Leitsätze des Bearbeiters:

  • Bei sechsstelligen Steuerhinterziehungsbeträgen ist die Verhängung einer Geldstrafe nur bei gewichtigen Milderungsgründen angemessen.
  • Bei Steuerhinterziehungsbeträgen in Millionenhöhe kommt eine aussetzungsfähige Freiheitsstrafe nur bei besonders gewichtigen Milderungsgründen in Betracht.

Zur Strafzumessung bei Steuerhinterziehungen hat der Bundesgerichtshof (BGH) am 02.12.2008 folgendes, richtungsweisendes Urteil erlassen (1 StR 416/08 (LG Landshut) abgedruckt: NStZ 2009, S. 271-273):

1. Grundlage für die Zumessung der Strafe ist bei einer Steuerhinterziehung – wie bei jeder anderen Straftat auch – die persönliche Schuld des Täters. Dabei sind auch die Wirkungen zu berücksichtigen, die von der Strafe für das künftige Leben des Täters in der Gesellschaft zu erwarten sind (§ 46 I Strafgesetzbuch (StGB)). § 46 II 1 StGB bestimmt, dass bei der Zumessung der Strafe die Umstände gegeneinander abzuwägen sind, die für und gegen den Täter sprechen.
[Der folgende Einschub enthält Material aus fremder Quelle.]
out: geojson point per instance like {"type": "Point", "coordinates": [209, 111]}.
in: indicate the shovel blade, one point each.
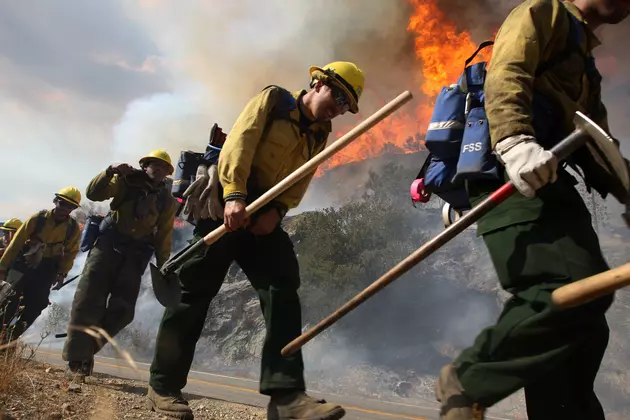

Dabei kommen namentlich die in § 46 II 2 StGB genannten Umstände in Betracht. Solche sind die Beweggründe des Täters, die Gesinnung, die aus der Tat spricht, das Maß der Pflichtwidrigkeit, die Art der Ausführung und die verschuldeten Auswirkungen der Tat, das Vorleben des Täters sowie seine persönlichen und wirtschaftlichen Verhältnisse und sein Verhalten nach der Tat.

2. Bei der Zumessung einer Strafe wegen Steuerhinterziehung hat das von § 46 II 2 StGB vorgegebene Kriterium der „verschuldeten Auswirkungen der Tat“ im Rahmen der erforderlichen Gesamtwürdigung besonderes Gewicht. „Auswirkungen der Tat“ sind insbesondere die Folgen für das durch die Strafnorm geschützte Rechtsgut. Das durch § 370 Abgabenordnung (AO) geschützte Rechtsgut ist die Sicherung des staatlichen Steueranspruchs, d.h. des rechtzeitigen und vollständigen Steueraufkommens (vgl. BGHSt 36, S. 100 (102)). Deshalb ist die Höhe der verkürzten Steuern ein bestimmender Strafzumessungsumstand i.S. d. § 267 III 1 Strafprozessordnung (StPO) (vgl. auch BGH wistra 1998, S. 269 (270)).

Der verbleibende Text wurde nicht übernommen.